When you examine the prospects for comprehensive immigration reform in any detail the one thing that strikes is the recurring theme of numbers. The big number is the estimated number of illegal and undocumented in the country. The smaller number, though no less crucial, is the numerical breakdown in Congress any time that reform is posted on the daily agenda.

In recent days there have been conflicting signals in this latter category. Excluding the president for a moment, the White House seems to think that there are not enough votes in the House of Representatives and Senate right now to pass a meaningful reform bill. Democratic leaders on Capitol Hill apparently disagree and seem to believe that they can muster enough votes even in the face of hostile Republicans and skittish Democrats – as many as 40 of the them in the House, who are worried what the folks back home in the district might do in November of next year should they back legalization of an undocumented population that roughly matches the population of the Netherlands.

Add to all this a third number, or set of numbers. That's the number of unemployed Americans. Most unfortunately, it's rising at an alarming rate.

It would have to be the case that the White House takes this jobless number into close consideration when it contemplates reform because it is an obvious argument against it as far as not a few legislators are concerned.

It's likely the case that unemployment will continue to rise into 2010. President Obama now says he wants to see a reform bill by the end of this year or early next. That means that a bill potentially surfaces against the backdrop of jobless figures that may be the worst for decades.

But it may not be the total number that the White House takes its cue from so much as the trend. If the growth in unemployment begins to slow down, the White House will argue that the economy is starting to mend, at which point it will add in the argument that reform will, in one especially significant way, speed up recovery by adding millions of people to the tax rolls, while reducing the internal cost of pursuing the undocumented.

So it's numbers, numbers and more numbers.

And there's a fourth number now coming into view. It is two. The two are the members of the Senate most likely to combine to pen a bill that will bring in reform. The Democrat of the pair will be Chuck Schumer, who now chairs the Senate's immigration subcommittee.

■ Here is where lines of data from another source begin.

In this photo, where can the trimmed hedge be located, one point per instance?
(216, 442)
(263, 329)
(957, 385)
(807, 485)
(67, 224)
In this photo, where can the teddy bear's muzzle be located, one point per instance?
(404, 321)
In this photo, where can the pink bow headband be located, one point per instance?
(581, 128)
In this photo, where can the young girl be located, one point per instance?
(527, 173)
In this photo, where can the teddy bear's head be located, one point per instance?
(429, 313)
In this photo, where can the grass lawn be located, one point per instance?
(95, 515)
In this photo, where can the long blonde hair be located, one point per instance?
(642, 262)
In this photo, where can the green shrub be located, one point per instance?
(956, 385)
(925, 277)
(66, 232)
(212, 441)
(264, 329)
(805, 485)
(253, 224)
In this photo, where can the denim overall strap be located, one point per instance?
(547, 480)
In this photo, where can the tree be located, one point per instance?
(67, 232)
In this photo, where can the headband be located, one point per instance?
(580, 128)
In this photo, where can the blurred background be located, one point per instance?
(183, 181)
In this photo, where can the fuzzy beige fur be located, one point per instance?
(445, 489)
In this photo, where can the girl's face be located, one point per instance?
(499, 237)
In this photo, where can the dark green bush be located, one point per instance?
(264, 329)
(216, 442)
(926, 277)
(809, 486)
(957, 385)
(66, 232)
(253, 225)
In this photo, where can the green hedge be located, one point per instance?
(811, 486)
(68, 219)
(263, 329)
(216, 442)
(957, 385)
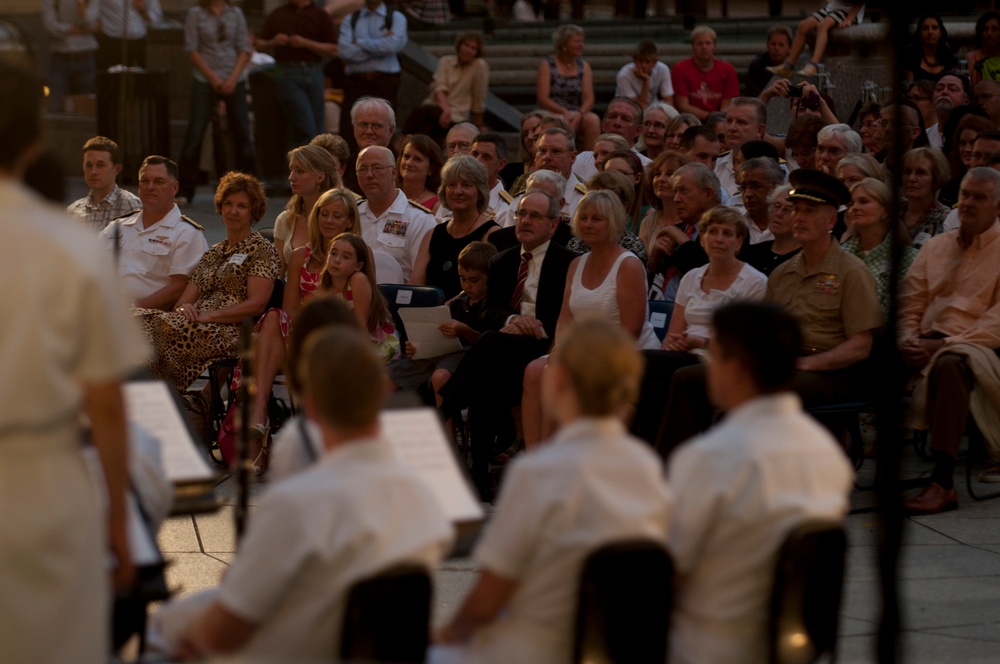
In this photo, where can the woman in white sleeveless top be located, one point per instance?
(607, 283)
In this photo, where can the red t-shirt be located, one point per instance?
(705, 89)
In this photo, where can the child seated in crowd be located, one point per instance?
(356, 512)
(646, 80)
(466, 307)
(350, 274)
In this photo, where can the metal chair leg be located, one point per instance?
(976, 444)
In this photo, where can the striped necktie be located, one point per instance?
(522, 276)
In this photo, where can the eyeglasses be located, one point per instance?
(158, 182)
(531, 214)
(887, 123)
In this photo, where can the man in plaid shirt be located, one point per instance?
(106, 200)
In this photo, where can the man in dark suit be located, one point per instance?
(523, 299)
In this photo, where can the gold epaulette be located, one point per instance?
(127, 214)
(191, 221)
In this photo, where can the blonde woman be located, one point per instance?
(871, 241)
(311, 171)
(608, 283)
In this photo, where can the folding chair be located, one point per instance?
(623, 609)
(387, 618)
(220, 372)
(805, 601)
(399, 296)
(660, 312)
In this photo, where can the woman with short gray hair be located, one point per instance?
(465, 191)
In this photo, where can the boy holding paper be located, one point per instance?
(413, 370)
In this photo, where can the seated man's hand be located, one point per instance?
(778, 88)
(917, 352)
(527, 325)
(452, 329)
(677, 342)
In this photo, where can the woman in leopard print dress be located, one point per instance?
(231, 283)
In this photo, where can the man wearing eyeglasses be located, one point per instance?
(556, 151)
(525, 295)
(158, 247)
(833, 143)
(951, 92)
(369, 44)
(389, 222)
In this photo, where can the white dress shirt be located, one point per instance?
(740, 488)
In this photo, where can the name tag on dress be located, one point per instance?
(396, 227)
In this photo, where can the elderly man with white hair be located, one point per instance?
(949, 329)
(373, 122)
(833, 143)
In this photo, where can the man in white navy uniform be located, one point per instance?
(490, 150)
(389, 222)
(357, 511)
(741, 487)
(556, 151)
(746, 120)
(158, 247)
(66, 342)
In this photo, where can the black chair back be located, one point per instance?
(660, 312)
(623, 610)
(387, 618)
(805, 603)
(398, 296)
(277, 295)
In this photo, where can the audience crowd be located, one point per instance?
(774, 247)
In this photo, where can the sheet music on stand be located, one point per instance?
(154, 406)
(420, 442)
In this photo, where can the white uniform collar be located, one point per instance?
(170, 219)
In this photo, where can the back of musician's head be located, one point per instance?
(343, 378)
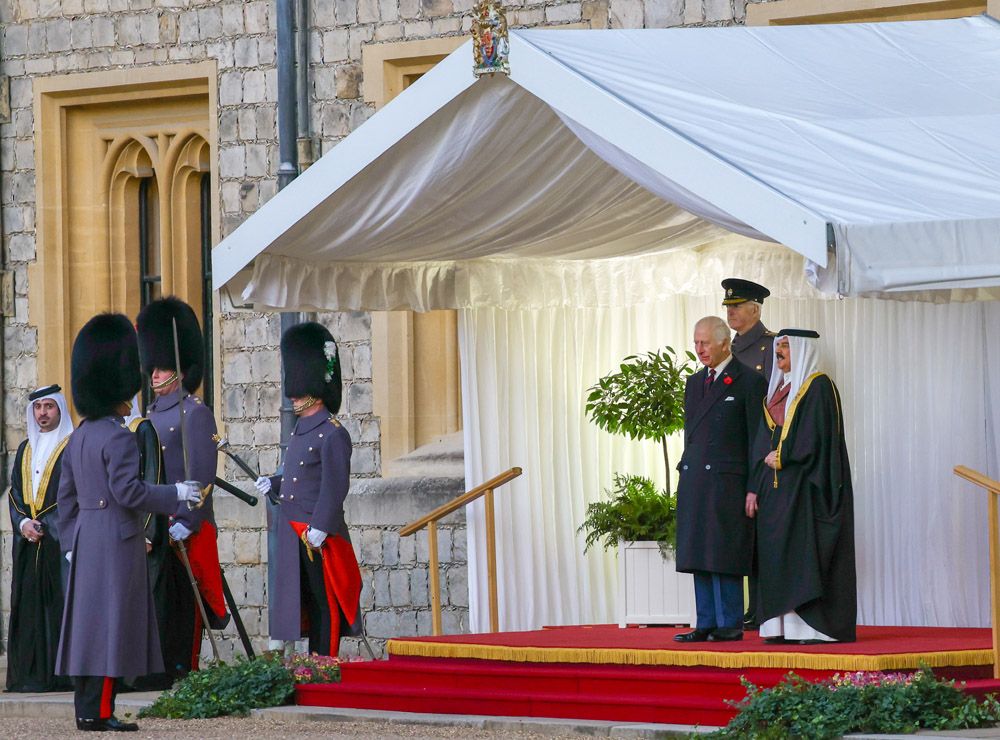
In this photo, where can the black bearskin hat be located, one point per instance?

The Republican? Well, John McCain is being mentioned, though he is lately taking an increasing strong stance on border control. But of course McCain has been reform's champion before in the context of the ultimately doomed McCain/Kennedy bill.

So, at the end of this long and tortuous process, if there is an end at all, will we be talking about the McCain/Schumer reform bill.

Time, which of course is all about numbers too, will tell.